Common area of circles

Dave Angel davea at
Thu Feb 4 18:27:16 CET 2010

Shashwat Anand wrote:
> I want to calculate areas.
> like for two circles (0, 0) and (0, 1) : the output is '1.228370'
> similarly my aim is to take 'n' co-ordinates, all of radius '1' and
> calculate the area common to all.
> The best I got was monte-carlo methods which is inefficient. Is there any
> other approach possible.
You start with a list of circles, each having center (a,b), and radius 
(r).  As you stated the problem, r is always 1, but I'll keep the 
algorithm general.

This is untested, and probably contains typos, at least.
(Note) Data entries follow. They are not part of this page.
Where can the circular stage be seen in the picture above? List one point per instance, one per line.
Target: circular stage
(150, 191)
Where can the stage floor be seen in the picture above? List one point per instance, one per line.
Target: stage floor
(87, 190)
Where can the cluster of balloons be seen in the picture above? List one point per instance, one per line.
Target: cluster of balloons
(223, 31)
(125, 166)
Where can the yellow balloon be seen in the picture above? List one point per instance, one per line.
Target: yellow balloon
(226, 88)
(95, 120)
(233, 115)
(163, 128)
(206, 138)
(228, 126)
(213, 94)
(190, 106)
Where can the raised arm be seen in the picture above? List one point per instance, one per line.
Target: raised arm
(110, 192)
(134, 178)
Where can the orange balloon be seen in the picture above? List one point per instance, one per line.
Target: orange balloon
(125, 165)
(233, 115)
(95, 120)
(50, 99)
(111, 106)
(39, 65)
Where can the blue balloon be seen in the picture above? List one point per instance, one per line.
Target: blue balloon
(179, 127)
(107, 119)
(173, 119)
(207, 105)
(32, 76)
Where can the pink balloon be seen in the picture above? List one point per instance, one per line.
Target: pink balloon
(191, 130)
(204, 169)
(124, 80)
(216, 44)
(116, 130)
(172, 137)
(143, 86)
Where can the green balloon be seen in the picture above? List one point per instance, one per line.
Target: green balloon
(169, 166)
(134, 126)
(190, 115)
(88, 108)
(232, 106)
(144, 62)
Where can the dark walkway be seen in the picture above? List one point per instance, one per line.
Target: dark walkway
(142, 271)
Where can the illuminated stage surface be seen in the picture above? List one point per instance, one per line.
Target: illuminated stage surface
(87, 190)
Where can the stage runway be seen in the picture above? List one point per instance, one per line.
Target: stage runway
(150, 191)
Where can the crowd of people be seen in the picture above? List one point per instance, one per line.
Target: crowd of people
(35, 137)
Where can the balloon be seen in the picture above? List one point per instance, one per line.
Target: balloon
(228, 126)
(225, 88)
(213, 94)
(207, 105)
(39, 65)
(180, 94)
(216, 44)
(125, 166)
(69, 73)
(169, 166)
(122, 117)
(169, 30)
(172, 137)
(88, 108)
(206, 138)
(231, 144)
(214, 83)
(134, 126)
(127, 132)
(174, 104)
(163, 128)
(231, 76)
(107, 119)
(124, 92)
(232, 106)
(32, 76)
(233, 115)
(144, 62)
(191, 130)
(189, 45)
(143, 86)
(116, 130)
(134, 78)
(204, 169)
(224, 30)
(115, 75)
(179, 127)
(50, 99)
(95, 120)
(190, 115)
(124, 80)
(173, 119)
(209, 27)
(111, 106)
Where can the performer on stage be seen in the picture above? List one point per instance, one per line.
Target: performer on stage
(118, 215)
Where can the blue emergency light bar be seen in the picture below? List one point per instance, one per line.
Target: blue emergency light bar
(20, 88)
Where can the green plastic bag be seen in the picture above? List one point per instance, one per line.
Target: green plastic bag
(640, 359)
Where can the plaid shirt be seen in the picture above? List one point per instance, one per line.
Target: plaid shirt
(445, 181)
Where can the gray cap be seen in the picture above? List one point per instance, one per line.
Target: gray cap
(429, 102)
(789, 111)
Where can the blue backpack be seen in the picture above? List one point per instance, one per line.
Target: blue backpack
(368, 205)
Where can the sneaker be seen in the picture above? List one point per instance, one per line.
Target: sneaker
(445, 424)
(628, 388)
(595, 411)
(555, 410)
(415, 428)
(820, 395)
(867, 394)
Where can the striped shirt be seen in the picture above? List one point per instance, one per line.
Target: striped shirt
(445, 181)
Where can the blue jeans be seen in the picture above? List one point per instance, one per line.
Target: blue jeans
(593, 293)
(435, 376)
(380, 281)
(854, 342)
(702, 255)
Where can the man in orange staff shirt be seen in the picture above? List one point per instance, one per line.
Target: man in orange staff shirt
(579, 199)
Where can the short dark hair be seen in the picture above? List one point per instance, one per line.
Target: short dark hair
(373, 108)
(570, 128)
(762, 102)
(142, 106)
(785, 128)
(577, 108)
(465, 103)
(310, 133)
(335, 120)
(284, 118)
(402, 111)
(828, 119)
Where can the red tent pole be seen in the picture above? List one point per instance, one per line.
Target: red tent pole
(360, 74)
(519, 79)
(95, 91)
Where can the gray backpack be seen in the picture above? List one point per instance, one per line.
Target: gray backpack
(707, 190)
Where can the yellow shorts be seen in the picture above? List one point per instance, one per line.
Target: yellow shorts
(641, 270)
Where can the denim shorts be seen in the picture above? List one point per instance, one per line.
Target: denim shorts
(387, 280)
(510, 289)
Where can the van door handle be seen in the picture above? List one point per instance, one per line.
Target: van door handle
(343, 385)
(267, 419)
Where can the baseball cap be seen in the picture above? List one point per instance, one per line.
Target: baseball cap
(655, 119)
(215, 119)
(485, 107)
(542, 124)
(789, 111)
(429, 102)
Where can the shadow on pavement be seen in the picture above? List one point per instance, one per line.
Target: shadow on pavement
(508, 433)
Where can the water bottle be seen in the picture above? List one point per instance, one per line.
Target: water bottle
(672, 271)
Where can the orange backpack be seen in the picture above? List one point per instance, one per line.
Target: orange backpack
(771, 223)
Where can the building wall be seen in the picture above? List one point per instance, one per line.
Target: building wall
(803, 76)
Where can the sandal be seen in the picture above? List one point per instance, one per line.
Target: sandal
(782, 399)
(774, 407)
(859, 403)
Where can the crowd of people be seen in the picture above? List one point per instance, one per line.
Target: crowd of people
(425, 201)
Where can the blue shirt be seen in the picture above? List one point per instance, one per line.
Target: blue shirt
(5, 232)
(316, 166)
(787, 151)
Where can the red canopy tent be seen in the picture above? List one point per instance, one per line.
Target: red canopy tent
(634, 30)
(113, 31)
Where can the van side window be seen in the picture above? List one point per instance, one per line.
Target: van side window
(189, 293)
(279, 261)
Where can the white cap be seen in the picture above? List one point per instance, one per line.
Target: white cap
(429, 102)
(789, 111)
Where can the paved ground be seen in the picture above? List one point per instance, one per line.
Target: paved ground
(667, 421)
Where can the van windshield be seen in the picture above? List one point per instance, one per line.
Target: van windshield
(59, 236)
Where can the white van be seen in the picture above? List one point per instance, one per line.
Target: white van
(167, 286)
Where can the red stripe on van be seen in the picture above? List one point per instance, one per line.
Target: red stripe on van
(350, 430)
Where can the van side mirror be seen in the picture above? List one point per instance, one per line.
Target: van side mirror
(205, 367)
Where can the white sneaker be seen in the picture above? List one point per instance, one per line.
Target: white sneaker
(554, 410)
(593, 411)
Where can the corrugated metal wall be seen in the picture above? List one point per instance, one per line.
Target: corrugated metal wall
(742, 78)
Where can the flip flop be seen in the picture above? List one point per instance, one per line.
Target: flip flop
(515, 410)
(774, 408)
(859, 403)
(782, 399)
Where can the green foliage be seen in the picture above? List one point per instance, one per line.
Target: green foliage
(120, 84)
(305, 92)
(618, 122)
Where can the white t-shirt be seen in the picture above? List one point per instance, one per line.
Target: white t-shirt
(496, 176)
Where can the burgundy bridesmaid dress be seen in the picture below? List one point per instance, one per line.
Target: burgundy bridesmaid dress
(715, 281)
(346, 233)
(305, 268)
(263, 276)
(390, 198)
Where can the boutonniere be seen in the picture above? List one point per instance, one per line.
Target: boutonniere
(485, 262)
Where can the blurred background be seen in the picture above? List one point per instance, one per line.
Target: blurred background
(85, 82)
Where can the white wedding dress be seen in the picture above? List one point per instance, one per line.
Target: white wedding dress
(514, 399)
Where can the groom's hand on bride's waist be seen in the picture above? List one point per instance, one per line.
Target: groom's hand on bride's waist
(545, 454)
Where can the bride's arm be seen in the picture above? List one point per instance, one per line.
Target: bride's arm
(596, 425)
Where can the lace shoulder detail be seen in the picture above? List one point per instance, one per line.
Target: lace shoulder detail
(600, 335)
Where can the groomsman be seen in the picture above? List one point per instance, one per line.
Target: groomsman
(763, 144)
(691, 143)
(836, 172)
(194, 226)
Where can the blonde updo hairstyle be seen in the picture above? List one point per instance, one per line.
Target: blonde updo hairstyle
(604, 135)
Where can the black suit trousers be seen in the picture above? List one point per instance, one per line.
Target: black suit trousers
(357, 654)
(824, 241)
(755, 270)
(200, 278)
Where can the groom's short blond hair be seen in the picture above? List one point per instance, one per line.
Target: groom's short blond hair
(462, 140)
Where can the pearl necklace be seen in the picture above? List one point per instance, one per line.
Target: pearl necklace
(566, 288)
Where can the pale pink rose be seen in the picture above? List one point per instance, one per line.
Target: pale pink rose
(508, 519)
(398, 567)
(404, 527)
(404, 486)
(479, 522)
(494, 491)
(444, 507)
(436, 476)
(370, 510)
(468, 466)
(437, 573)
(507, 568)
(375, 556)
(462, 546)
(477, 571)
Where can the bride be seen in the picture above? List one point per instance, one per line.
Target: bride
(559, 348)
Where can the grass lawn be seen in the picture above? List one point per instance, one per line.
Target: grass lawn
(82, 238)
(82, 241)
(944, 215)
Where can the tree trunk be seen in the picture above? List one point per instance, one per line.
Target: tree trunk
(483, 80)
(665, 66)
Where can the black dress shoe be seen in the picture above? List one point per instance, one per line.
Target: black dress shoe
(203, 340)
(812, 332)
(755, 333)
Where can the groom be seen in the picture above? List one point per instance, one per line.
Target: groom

I would do it with successively smaller squares.  A square can be 
described using center coordinates (x,y) , and length (s) of a side.  
Each square can have three states:  not included, partially included, 
and fully included. 

You build a list of squares, starting with one, the bounding square for 
the first circle.

For each square in the list, you go through all the circles (each with 
center a,b, and radius r), and for each circle decide if the square is 
entirely within the circle, or partially.  If it's fully included in all 
of them, you add its area to the the accumulator, and drop it from your 
list.   if it's not included at all in one of them, you just drop it 
from the list.  (Note, be careful about modifying a list you're 
iterating through -- make a copy)

After a pass through the list,  the accumulator is a lower-bound for the 
area, and the accumulator plus the areas of all the squares is an upper 
bound.   If these are close enough together, you terminate.

Otherwise you take the remaining squares in the list, split each into 
four pieces, and end up with a list 4 times as long.  And repeat the 
loop, checking each square against each circle.

The only remaining question is how you decide for a given circle and a 
given square which of the three states it's in.  And it turns out you 
can be pretty approximate in this, and it'll still converge.  So you can 
take a distance between (a,b) and (x,y), and compare it to r-s/2  and to 
r+(s*0.707106781187).  If it's greater than r+s*0.707106781187, no 
intersection.  If it's less than r-s/2, then the square's entirely inside.

Note that I used  0.707106781187 above, but you'd actually use sqr(0.5) 
to whatever precision you needed.  And if it's convenient to round it, 
round it upwards;  again it won't affect the result.  I doubt if it 
would matter in Python code, but you could even do the whole thing in 
integers (avoiding the sqrt for distance calc), if you were careful 
about the bounding formulas.  That's premature optimization, however.